It is like pyramid, you measure what you can (metrics), you message where you need some debugging (logs), and trace on the high level. So you end with a lot of metrics, some logs, and few traces. Often you even implement sampling on traces to reduce amount of them, because as you noticed, some traces can be huge.
Each of these is also useful in different situations:
- metrics are used for “early warning”, we want to know what is going on and be able to react before there is a problem
- logs are used to find out where is the problem, check out for bugs and sometimes for other finding malicious parties (
- traces are used for profiling applications, finding bottlenecks, and monitoring how services interact with each other
So you see why it is often important to differentiate between them.

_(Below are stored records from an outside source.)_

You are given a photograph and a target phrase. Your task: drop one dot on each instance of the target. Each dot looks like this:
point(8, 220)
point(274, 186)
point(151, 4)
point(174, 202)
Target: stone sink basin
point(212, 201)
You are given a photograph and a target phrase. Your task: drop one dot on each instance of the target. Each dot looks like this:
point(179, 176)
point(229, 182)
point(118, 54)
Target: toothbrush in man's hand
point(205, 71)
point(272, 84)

- Metrics tell you when is something happening in your application
- Logs tell you what is happening in your application
- Traces tell you why and how is something happening in your application
Sometimes it help, sometimes it doesn’t.
I would say that it depends on the amount of data you want to gather. Often, with broad monitoring, it will come to you sooner than later, even before “reaching scale”.

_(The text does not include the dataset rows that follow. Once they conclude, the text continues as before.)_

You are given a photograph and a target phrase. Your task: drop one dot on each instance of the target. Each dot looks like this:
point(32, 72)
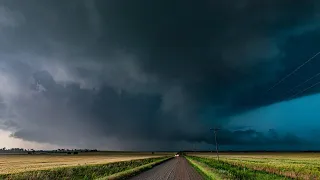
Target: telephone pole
point(215, 139)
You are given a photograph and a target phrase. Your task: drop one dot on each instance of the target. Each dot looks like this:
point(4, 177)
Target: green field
point(258, 165)
point(82, 166)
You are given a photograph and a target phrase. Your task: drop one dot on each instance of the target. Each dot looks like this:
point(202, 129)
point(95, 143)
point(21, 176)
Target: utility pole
point(215, 139)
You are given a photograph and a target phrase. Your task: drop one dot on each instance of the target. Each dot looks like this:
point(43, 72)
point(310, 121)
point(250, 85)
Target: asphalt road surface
point(177, 168)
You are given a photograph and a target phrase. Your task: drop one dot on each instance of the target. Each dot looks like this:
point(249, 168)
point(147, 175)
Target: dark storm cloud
point(74, 72)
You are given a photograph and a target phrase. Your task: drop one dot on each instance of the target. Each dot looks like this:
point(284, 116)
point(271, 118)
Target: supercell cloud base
point(156, 75)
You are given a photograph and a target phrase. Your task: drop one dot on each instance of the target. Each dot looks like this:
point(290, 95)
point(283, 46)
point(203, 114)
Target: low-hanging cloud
point(127, 73)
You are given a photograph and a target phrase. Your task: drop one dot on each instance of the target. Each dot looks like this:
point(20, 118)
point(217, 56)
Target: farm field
point(21, 163)
point(285, 165)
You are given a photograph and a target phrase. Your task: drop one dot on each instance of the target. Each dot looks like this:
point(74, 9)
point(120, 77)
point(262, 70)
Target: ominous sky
point(157, 75)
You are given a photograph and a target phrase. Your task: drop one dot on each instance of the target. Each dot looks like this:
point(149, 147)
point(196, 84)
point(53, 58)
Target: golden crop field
point(20, 163)
point(292, 165)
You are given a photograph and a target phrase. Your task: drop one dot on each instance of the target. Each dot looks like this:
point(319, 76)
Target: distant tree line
point(32, 151)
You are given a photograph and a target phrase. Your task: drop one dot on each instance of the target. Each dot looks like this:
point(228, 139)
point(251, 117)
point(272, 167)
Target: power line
point(303, 83)
point(306, 89)
point(215, 138)
point(294, 71)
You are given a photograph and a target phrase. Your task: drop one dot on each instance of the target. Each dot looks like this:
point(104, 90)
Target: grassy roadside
point(86, 172)
point(135, 171)
point(206, 172)
point(233, 172)
point(290, 168)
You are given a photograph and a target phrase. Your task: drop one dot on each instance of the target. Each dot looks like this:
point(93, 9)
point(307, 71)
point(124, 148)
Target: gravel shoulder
point(176, 169)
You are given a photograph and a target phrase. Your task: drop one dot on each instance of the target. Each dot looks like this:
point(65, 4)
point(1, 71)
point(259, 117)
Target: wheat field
point(20, 163)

I meant systems with many metrics and heavy traffic. If we are monitoring only for the HTTP requests then often it will be enough, however, as in article I linked, even if you batch them you are limited by size of each log. See that each one log entry will contain about 28 bytes of data that isn’t really needed there (timestamp) as we are more interested about rate of the events, not exact time when these events happen.
Yeah, for starting projects it may be useful and interesting solution, however if you grow at least a little then you may encounter some problems (AFAIK, please correct me if I am wrong)

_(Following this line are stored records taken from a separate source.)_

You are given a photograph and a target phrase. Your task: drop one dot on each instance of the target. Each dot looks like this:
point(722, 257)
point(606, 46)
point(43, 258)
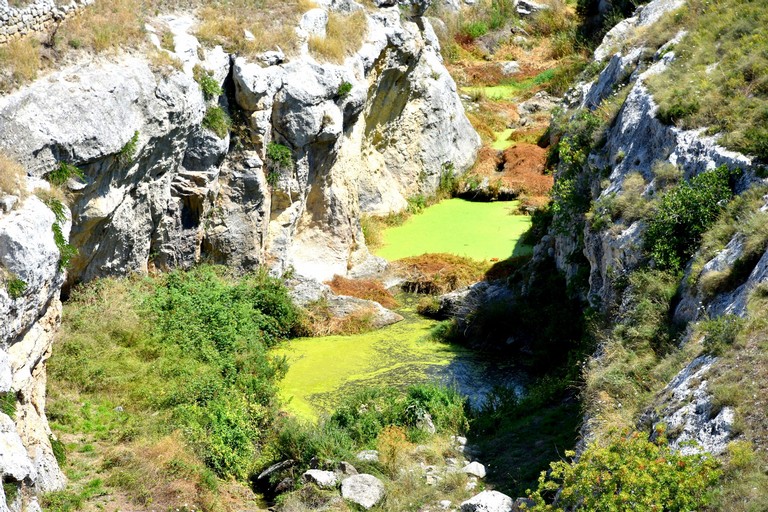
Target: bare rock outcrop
point(30, 316)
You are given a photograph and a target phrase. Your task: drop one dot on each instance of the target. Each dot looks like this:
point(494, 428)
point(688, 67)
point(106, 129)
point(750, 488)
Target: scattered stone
point(488, 501)
point(475, 469)
point(324, 479)
point(365, 490)
point(510, 67)
point(368, 456)
point(347, 469)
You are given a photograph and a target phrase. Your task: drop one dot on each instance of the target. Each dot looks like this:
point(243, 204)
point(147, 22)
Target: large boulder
point(488, 501)
point(365, 490)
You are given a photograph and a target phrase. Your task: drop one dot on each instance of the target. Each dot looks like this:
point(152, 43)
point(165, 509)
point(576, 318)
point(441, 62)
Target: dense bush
point(683, 215)
point(629, 473)
point(185, 352)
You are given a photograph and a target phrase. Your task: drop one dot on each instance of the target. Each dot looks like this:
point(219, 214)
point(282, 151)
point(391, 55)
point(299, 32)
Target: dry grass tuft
point(272, 24)
point(439, 273)
point(105, 26)
point(20, 61)
point(368, 289)
point(343, 35)
point(12, 177)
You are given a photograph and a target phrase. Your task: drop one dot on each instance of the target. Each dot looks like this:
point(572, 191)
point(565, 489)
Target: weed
point(279, 161)
point(343, 35)
point(12, 176)
point(217, 120)
point(128, 151)
point(15, 287)
point(208, 84)
point(344, 89)
point(8, 402)
point(63, 173)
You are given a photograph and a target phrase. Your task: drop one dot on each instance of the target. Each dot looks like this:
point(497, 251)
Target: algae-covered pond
point(324, 369)
point(481, 231)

- Logflare UI do not support comparing and looking for correlations in graphs of the metrics
- There is no way to do more complex analysis like counting derivations, computing trends, etc. in the Logflare queries
- There is no alerting mechanism built into Logflare, which is the reason for using metrics
- There is only one graph in the Logflare UI - bar graph, which shows only rate of the events which is useful, but sometimes you need other graphs (heat maps, gauges, etc.). I do not really see how you would check CPU or memory usage using such UI
So as I said, it is useful, but you will very quickly grow out of it and you will need a “real” metrics gathering setup.